A few words of caution
Holley notes that while Noom positions itself as more of a psychology-based approach to lifestyle change than a diet per se, that might not be true.
“Noom claims that it’s the ‘anti-diet’ for all those who are done with dieting. But is it really? For each account I’ve heard and read, all users are assigned a very low calorie amount, around 1,200 calories per day. This is incredibly low, aka definitely a diet. This is the same amount of calories that the U.S. Dietary Guidelines recommends for 4- to 8-year-old nonactive children. I’m not sure why or how Noom recommends such a low calorie level for adults, but this is ridiculous to think that a grown adult should get that level of calories.”
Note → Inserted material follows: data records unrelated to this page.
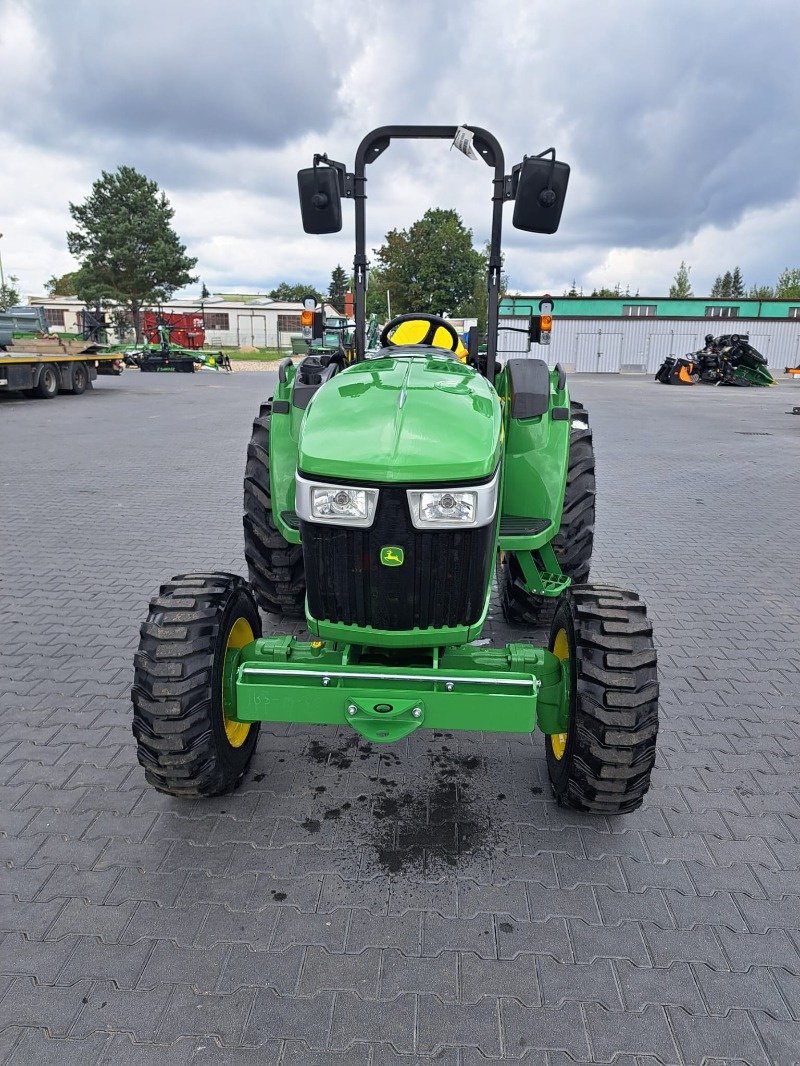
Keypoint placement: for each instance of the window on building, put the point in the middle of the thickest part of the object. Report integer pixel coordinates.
(289, 323)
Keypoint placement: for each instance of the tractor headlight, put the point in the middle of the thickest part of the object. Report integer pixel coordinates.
(454, 507)
(339, 504)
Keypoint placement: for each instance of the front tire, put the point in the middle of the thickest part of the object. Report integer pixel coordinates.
(47, 386)
(604, 761)
(573, 543)
(80, 380)
(187, 743)
(275, 567)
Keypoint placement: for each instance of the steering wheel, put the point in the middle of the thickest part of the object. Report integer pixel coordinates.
(434, 323)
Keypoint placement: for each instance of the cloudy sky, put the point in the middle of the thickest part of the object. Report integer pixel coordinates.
(680, 120)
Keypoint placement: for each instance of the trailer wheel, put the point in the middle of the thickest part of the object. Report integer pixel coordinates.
(604, 761)
(275, 567)
(187, 740)
(47, 386)
(573, 543)
(80, 378)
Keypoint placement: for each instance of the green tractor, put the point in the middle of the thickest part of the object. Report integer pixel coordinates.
(382, 490)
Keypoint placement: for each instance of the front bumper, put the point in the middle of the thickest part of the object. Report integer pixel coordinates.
(512, 689)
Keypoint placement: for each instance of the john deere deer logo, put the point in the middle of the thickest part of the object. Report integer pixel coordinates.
(392, 556)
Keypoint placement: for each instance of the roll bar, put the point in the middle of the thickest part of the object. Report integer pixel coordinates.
(372, 146)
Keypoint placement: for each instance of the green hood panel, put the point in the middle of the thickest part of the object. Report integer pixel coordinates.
(402, 419)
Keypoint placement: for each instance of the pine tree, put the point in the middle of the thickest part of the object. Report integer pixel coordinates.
(338, 288)
(125, 243)
(681, 288)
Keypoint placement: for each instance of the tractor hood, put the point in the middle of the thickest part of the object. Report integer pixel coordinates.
(402, 419)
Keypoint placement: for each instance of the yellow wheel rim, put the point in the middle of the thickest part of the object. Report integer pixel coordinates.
(560, 650)
(241, 633)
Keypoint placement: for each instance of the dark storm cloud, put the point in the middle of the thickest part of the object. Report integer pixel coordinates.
(207, 75)
(675, 125)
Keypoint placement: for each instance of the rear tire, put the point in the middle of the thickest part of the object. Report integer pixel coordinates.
(47, 386)
(275, 567)
(80, 380)
(603, 763)
(573, 543)
(186, 744)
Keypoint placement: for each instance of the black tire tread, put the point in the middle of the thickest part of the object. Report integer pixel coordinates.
(616, 705)
(573, 543)
(172, 694)
(275, 567)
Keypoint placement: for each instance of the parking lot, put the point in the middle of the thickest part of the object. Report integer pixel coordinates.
(426, 901)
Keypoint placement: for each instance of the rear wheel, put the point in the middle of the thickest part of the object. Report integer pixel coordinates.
(80, 378)
(575, 538)
(604, 761)
(47, 386)
(188, 741)
(275, 566)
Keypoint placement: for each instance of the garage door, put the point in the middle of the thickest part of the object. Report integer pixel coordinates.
(597, 353)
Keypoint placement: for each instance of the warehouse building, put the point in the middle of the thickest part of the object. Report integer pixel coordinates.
(634, 335)
(232, 320)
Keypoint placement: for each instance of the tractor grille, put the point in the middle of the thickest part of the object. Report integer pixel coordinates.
(442, 582)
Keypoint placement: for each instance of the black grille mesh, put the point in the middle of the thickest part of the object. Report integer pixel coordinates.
(442, 582)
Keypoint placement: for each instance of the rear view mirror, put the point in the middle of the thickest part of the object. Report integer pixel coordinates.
(540, 194)
(320, 205)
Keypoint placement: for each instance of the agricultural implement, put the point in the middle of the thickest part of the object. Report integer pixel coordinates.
(730, 359)
(381, 494)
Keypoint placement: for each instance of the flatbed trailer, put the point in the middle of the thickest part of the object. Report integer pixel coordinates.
(45, 370)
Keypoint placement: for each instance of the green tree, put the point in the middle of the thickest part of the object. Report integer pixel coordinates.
(338, 288)
(64, 285)
(9, 292)
(681, 288)
(478, 307)
(294, 293)
(430, 268)
(126, 245)
(787, 286)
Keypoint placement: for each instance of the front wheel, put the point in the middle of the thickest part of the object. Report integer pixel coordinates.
(603, 762)
(80, 378)
(47, 386)
(188, 740)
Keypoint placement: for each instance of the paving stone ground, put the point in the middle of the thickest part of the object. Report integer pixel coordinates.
(426, 902)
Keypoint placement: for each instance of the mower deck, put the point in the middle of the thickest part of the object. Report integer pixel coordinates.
(386, 696)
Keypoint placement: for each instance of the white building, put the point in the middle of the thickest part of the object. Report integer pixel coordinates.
(235, 321)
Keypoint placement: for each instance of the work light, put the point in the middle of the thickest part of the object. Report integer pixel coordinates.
(453, 507)
(339, 504)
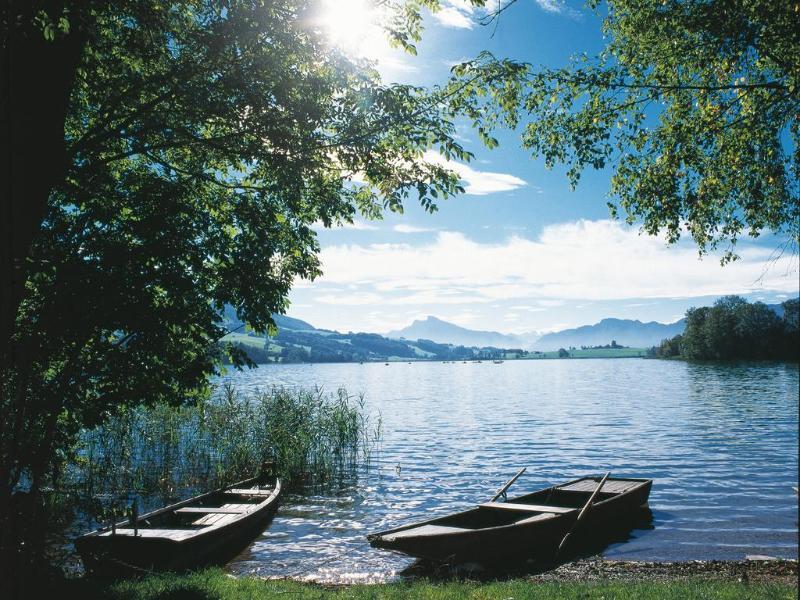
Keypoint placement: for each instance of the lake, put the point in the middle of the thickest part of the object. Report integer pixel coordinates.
(719, 441)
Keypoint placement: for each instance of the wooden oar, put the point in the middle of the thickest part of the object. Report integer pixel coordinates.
(582, 514)
(507, 485)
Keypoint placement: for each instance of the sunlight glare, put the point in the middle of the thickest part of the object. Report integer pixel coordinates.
(354, 27)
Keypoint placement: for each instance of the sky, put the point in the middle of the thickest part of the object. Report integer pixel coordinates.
(519, 251)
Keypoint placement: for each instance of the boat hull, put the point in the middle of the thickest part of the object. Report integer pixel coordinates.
(125, 555)
(528, 538)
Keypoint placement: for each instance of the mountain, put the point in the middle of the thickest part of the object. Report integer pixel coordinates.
(284, 322)
(447, 333)
(299, 341)
(624, 331)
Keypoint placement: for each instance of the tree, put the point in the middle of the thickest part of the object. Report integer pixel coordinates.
(176, 159)
(694, 104)
(736, 329)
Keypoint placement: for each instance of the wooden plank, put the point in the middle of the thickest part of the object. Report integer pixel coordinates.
(172, 534)
(187, 510)
(248, 492)
(424, 530)
(610, 486)
(583, 513)
(528, 507)
(209, 520)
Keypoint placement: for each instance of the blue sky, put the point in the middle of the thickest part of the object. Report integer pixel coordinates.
(519, 251)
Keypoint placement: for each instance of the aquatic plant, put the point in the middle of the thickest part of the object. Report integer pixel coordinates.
(164, 452)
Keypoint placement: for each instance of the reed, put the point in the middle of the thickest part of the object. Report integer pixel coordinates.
(162, 452)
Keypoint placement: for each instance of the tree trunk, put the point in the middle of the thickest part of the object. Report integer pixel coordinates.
(37, 77)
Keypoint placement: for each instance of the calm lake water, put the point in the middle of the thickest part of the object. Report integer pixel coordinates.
(719, 441)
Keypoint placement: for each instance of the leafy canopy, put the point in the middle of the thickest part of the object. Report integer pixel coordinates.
(693, 103)
(204, 142)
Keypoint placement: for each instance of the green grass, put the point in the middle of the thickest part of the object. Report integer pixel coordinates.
(250, 341)
(597, 353)
(217, 585)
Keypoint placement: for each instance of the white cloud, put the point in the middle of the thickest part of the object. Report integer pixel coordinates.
(457, 14)
(355, 225)
(477, 183)
(583, 260)
(403, 228)
(557, 7)
(450, 16)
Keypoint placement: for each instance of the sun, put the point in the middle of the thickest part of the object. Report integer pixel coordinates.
(354, 26)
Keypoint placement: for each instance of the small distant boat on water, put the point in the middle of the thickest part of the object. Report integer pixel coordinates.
(207, 529)
(534, 525)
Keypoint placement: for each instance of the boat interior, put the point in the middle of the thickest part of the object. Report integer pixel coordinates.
(544, 504)
(186, 518)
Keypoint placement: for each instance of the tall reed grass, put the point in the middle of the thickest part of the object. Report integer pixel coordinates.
(162, 452)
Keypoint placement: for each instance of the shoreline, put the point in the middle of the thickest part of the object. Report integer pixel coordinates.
(597, 568)
(589, 578)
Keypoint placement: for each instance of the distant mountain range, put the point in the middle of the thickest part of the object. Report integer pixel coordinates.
(443, 332)
(433, 338)
(625, 332)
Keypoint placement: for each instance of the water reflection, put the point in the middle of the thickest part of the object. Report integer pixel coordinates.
(719, 441)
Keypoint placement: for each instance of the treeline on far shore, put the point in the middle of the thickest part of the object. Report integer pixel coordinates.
(734, 328)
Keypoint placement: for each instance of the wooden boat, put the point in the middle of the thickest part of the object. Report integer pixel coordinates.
(528, 526)
(207, 529)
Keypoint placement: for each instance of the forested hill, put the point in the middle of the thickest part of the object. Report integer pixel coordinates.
(299, 341)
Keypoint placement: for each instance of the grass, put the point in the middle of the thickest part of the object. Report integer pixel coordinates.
(598, 353)
(162, 453)
(216, 584)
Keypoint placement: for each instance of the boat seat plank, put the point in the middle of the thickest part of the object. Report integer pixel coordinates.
(248, 492)
(527, 507)
(207, 520)
(187, 510)
(172, 534)
(423, 530)
(610, 486)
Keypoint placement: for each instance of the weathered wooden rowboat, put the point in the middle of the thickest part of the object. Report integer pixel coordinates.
(528, 526)
(207, 529)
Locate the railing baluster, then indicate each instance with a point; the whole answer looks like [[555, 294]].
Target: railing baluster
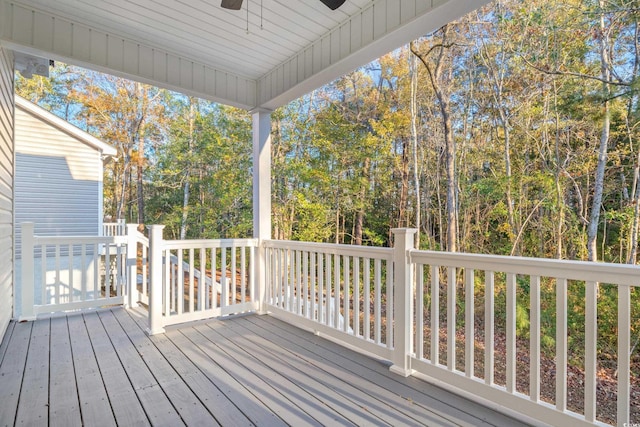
[[624, 351], [469, 333], [346, 303], [312, 287], [234, 269], [145, 264], [376, 300], [305, 289], [252, 279], [298, 282], [202, 282], [590, 349], [224, 297], [43, 272], [534, 338], [435, 314], [180, 277], [107, 271], [83, 273], [489, 317], [336, 291], [511, 333], [243, 275], [561, 344], [451, 318], [356, 295], [57, 274], [389, 305], [328, 291], [192, 268], [70, 273], [172, 280], [321, 267], [419, 350], [366, 289]]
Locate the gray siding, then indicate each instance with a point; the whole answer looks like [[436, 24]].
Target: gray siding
[[6, 188], [58, 184]]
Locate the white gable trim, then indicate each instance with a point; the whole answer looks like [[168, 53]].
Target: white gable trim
[[65, 126]]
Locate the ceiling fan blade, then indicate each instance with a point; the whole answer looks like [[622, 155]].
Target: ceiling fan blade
[[333, 4], [231, 4]]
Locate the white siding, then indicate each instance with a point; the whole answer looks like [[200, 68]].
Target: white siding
[[6, 188], [58, 182]]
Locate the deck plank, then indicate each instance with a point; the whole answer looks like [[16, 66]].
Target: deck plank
[[391, 409], [64, 408], [265, 392], [295, 392], [217, 403], [191, 410], [33, 408], [454, 408], [251, 407], [94, 403], [126, 407], [12, 371], [100, 368], [155, 403]]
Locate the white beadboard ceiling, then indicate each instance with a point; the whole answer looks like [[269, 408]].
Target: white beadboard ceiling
[[287, 47]]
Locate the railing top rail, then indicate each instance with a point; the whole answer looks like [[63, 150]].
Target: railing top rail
[[208, 243], [77, 240], [624, 274], [332, 248]]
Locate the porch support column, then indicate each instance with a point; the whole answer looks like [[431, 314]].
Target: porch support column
[[403, 284], [261, 196]]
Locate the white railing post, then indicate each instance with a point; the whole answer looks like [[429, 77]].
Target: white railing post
[[131, 298], [260, 279], [28, 265], [155, 280], [402, 301]]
She also notes that a smaller percentage of dieters have found success using the program than some of the marketing materials might suggest. According to a 2016 study, many people dropped out of the program before the end of the six-month study period. In the end, for “about 86% of users, the program failed them long term,” Holley says.
“Is Noom the anti-diet it claims to be? Nope, not even a little bit, not at all. It’s a wolf in sheep’s clothing,” she adds.
Tips that worked for real people using Noom:
— Know yourself.
— Keep goals reasonable and realistic.
— Rely on your coach.
— Rely on your cohort.
— Track everything.
— Learn moderation for the long haul.
— Adopt a routine.
— Find the eating approach that works for you.